The concepts of self-achievement, fair play and teamwork are an integral part of sport, and these values constitute a major part of the fascination and attraction of sport for many people. However, doping causes immeasurable damage to the values, integrity and attraction of sport. In addition, taking substances and utilising methods that have been originally developed for entirely different purposes can pose major health risks.
Finally, doping is an anti-social act that betrays the trust of the spectators and sponsors who have supported an athlete, and when that athlete is competing on behalf of his/her country, it betrays a nation's hopes. In recent times, institutional doping has become a major issue which has transcended the confines of the sporting world, and has led to a massive loss of public trust in the integrity of sport.
Anti-doping constitutes a range of activities aimed at eliminating doping in sport, as well as protecting clean athletes and the integrity and values of sport. To this end, it is the duty of all related personnel, not only the athletes, to concern themselves with and promote anti-doping activities.
In 1999, the World Anti-Doping Agency (WADA) was established to promote international anti-doping activities in all sports, and later the World Anti-Doping Code was published as a set of universal regulations for the international sporting community.

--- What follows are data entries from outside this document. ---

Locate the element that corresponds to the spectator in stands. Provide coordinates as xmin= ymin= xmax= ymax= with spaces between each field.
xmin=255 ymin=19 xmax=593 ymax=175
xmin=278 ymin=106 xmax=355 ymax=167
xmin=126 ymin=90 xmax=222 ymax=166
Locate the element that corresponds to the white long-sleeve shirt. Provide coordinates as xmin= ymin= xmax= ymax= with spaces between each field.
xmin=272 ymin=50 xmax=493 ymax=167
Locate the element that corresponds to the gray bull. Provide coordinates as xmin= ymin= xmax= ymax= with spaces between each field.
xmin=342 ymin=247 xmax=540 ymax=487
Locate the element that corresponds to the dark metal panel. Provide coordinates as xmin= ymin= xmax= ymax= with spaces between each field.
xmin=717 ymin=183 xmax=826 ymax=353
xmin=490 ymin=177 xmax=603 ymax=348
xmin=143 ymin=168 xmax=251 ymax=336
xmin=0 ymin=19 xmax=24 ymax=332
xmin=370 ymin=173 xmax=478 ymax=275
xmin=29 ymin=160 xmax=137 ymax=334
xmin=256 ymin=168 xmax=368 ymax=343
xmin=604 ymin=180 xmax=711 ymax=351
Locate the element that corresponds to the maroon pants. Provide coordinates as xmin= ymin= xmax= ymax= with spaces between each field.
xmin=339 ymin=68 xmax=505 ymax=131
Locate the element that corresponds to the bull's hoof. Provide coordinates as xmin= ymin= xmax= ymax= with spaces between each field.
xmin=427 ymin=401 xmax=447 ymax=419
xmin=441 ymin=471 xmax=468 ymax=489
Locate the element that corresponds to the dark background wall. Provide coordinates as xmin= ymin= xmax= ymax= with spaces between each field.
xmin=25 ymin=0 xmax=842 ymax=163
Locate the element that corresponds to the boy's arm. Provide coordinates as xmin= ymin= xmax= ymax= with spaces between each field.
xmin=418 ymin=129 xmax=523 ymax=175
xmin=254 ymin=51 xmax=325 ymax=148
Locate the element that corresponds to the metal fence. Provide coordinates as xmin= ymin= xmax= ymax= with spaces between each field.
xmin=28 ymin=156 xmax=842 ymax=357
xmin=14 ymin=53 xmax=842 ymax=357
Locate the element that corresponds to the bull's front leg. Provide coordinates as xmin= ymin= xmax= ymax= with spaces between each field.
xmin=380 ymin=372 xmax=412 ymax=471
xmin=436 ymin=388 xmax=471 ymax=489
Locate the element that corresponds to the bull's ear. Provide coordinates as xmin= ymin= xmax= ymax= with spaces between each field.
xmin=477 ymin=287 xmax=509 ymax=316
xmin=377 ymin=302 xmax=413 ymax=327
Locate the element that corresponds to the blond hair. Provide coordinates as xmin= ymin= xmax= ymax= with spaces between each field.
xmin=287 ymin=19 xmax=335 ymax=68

Anti-doping activities take place around the world under the regulations stipulated in the Code.
The World Anti-Doping Code defines the following ten anti-doping rule violations:
- Presence of a prohibited substance or its metabolites or markers in an athlete's sample
- Use or attempted use by an athlete of a prohibited substance or a prohibited method
- Evading, refusing or failing to submit to sample collection
- Tampering or attempted tampering with any part of doping control
- Failure to notify whereabouts for out-of-competition testing
- Possession of any prohibited substance or a prohibited method
- Trafficking or attempted trafficking in any prohibited substance or prohibited method
- Administration or attempted administration to any athlete of any prohibited substance or prohibited method
- Assisting, encouraging, aiding, abetting, conspiring, covering up or any other type of intentional complicity involving an anti-doping rule violation
- Association in a professional or sport-related capacity with a person who has been involved in an anti-doping rule violation
Certain substances identified in the WADA Prohibited List may be present within medicines, supplements and other substances that can be purchased over-the-counter at a pharmacy or prescribed by a doctor. However, it is always the individual athlete who is responsible for all substances ingested into his/her body. In order to provide accurate up-to-date information on medicines, a number of provisions have been put in place for athletes, including a Sports Pharmacist System and Global DRO (Drug Reference Online) website.

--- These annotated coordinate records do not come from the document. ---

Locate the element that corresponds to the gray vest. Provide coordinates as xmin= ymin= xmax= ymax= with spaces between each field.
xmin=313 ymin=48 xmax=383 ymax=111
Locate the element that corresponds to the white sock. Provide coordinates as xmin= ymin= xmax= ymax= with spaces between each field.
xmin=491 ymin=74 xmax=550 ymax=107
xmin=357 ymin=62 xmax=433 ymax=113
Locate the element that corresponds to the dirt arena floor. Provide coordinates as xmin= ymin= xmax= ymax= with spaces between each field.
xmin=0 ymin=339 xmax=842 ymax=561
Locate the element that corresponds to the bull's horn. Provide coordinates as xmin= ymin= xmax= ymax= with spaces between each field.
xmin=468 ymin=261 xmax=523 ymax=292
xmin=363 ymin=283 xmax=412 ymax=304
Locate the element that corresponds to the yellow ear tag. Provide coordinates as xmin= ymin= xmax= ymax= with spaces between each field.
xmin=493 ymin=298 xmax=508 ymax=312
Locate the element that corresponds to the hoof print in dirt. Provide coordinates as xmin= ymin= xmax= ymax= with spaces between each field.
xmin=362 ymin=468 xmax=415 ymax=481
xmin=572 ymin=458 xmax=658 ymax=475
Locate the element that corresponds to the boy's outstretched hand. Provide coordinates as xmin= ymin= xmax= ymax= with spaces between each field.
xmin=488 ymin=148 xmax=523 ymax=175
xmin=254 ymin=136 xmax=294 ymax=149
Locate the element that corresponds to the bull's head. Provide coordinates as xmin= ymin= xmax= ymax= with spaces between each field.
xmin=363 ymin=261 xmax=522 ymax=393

Global DRO provides athletes and support personnel with information about the prohibited status of specific medications based on the current WADA Prohibited List.
Users can search Global DRO for specific information on medicines sold in Japan, the United Kingdom, Canada, the United States, Australia and Switzerland.
The Japan Anti-Doping Agency (JADA) was established in 2001 as the sole specialist agency to manage and operate anti-doping activities in Japan. It was founded with the mission of protecting the integrity of sport and clean athletes, and establishing a role model in the spirit of ‘Play True’. JADA proactively conducts a range of activities, including the collection, management and provision of information related to anti-doping; education, enlightenment and research activities; and the conducting of stringent doping control.
On 2 October 2017, Tokyo 2020 signed a Memorandum of Understanding with JADA, whereby both organisations pledged to utilise their respective resources and benefit from JADA's anti-doping experience. The organisations will work together on preparations for Games operations for the successful delivery of the Tokyo 2020 Games.